Alum is the most widely used adjuvant in current subunit vaccines against infectious agents. Mucosal tissues
represent the main portal of entry of pathogens. In contrast with the general bloodstream in the systemic

compartment, mucosal tissues contain a large number of IgA producing cells. This immunoglobulin isotype

contributes to the protection of exposed mucosal surfaces via a number of mechanisms including prevention of

pathogen binding to host cells (epithelial cells and dendritic cells), neutralization of toxins in the lumen, and

neutralization of viruses within epithelial cells. Injected vaccines can induce high levels of IgG responses in the

bloodstream, but they are not effective at inducing secretory IgA responses which are needed for optimal

protection of mucosal surfaces. In contrast with injected vaccines, mucosal vaccines delivered through the oral,

rectal, nasal or sublingual routes target Mucosal-Associated Lymphoid Tissues where they can induce innate

signals necessary for induction of secretory IgA responses.
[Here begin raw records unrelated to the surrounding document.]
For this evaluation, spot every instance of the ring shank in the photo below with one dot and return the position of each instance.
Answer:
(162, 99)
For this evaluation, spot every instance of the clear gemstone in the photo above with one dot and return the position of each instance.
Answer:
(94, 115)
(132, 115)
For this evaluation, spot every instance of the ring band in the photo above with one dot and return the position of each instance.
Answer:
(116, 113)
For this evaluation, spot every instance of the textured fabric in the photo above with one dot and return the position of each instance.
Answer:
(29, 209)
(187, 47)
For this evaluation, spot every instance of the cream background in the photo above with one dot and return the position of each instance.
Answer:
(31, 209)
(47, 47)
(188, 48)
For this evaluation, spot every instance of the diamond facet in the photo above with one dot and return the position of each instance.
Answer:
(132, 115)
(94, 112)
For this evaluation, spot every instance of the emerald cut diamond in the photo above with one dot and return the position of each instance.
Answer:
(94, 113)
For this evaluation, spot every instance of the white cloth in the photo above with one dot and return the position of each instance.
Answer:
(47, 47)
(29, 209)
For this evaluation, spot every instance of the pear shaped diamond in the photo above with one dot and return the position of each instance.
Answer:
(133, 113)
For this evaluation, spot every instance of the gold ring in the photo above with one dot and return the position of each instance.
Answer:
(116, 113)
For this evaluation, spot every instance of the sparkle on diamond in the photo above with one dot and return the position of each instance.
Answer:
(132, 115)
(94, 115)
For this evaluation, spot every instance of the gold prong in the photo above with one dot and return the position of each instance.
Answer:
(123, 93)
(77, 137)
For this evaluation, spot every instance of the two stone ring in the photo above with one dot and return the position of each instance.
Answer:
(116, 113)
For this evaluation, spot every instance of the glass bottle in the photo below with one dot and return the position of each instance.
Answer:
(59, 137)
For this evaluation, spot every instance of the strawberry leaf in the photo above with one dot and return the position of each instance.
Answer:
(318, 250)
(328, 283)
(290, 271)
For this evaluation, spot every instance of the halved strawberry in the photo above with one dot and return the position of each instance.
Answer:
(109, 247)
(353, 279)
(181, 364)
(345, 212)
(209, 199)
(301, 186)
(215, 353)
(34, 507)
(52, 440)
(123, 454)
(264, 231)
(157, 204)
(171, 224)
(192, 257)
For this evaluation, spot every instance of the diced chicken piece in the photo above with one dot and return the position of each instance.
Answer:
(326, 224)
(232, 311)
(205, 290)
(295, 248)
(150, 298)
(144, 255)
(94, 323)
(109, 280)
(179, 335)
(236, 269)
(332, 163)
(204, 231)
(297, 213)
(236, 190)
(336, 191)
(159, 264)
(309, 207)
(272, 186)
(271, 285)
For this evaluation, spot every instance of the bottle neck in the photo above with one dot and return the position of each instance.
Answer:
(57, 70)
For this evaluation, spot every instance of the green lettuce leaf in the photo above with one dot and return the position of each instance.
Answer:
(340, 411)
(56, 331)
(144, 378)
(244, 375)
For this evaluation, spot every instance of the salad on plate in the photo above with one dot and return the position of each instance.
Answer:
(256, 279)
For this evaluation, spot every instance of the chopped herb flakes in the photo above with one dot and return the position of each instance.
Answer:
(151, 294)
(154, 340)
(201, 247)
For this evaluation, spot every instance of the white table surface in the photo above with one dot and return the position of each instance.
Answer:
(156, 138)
Despite decades of research on mucosal vaccines,

to date, only two oral vaccines and one intranasal vaccine are licensed for use in the US. This proposal will

address the overall hypothesis that the adjuvant alum triggers innate signals that restrict the breath of antibody

responses and prevent the production of IgA. Our newly generated data suggest that a family of molecules

produced by myeloid cells plays a central role in preventing IgA production by alum-based injected vaccines and

targeting those molecules will improve protection by increasing IgA production. Aim 1 will focus on the

mechanisms underlying innate suppression of IgA responses by myeloid cells in non-mucosal sites. Aim 2 will

identify the cells and signaling pathways targeted by pharmacological agents inhibiting this family of molecules

to regulate induction of systemic and mucosal immune responses after systemic immunization. Aim 3 will

establish whether strategies targeting the innate suppressors of IgA responses promote broad systemic and

mucosal immunity and can protect a relevant animal model against infection with an enteric virus.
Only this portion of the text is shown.